Die Fastenzeit hat begonnen – vielleicht haben wir uns etwas vorgenommen in diesen Tagen zu tun, oder zu unterlassen – Vorsätze gefasst:
- Besuche bei alten oder kranken Familienangehörigen oder Freunden zu machen, die wir lange aufgeschoben haben
- Mehr Zeit zu nehmen für unsere Kinder oder Eltern
- Mal wieder Sport zu treiben
- Regelmäßiger zu beten und in der Heiligen Schrift zu lesen
- Auf Alkohol verzichten
- Weniger oder gar nicht zu rauchen
- Zu Fasten, was auch immer das für jeden heißen mag ...
Die Liste ist variabel zu ergänzen oder zu verändern. Vierzig Tage machen wir uns so auf den Weg auf Ostern zu. Dabei finden wir viele Menschen in der Bibel, die sich mit uns solidarisieren: 40 Jahre war das Volk Israel durch die Wüste unterwegs, 40 Tage wanderte der Prophet Elia durch die Wüste, 40 Tage war Jesus in der Wüste zur Vorbereitung seiner irdischen Mission (...) Die Zahl 40 – eine wichtige Zahl, eine Zahl, die es in sich hat.

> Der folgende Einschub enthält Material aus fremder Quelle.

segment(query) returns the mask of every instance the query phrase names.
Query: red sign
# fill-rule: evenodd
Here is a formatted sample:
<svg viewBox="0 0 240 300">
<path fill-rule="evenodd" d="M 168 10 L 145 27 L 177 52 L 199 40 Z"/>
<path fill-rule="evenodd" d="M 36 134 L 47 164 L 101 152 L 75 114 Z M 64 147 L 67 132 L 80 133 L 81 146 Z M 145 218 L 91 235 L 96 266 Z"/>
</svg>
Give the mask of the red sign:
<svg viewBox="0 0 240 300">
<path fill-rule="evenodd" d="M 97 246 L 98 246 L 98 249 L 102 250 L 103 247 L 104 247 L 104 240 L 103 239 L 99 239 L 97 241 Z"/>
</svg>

Aber Halt! Haben Sie einmal gezählt die Tage vom Aschermittwoch bis Ostern? – das sind mehr als 40! Ja, wir dürfen die Sonntage ausnehmen in der Fastenzeit. Am Herrentag können wir Luft holen von der anstrengenden Woche und uns auch ein Glas Wein gönnen. Jeder Sonntag ist ein Feiertag und kein Fasttag.
Manchmal schmuggeln sich auch noch andere Tage in die Fastenzeit ein, die uns vom Fasten befreien, zum Gottesdienst einladen und feiern lassen, so in diesem Jahr der Josefstag am 19. März und das Hochfest der Verkündigung des Herrn am 25. März. Die Devise heißt: Fasten mit Maß, damit der Weg nicht zu weit und zu anstrengend für uns ist – und wir an den anderen Tagen konsequent das tun, was wir uns auferlegt haben.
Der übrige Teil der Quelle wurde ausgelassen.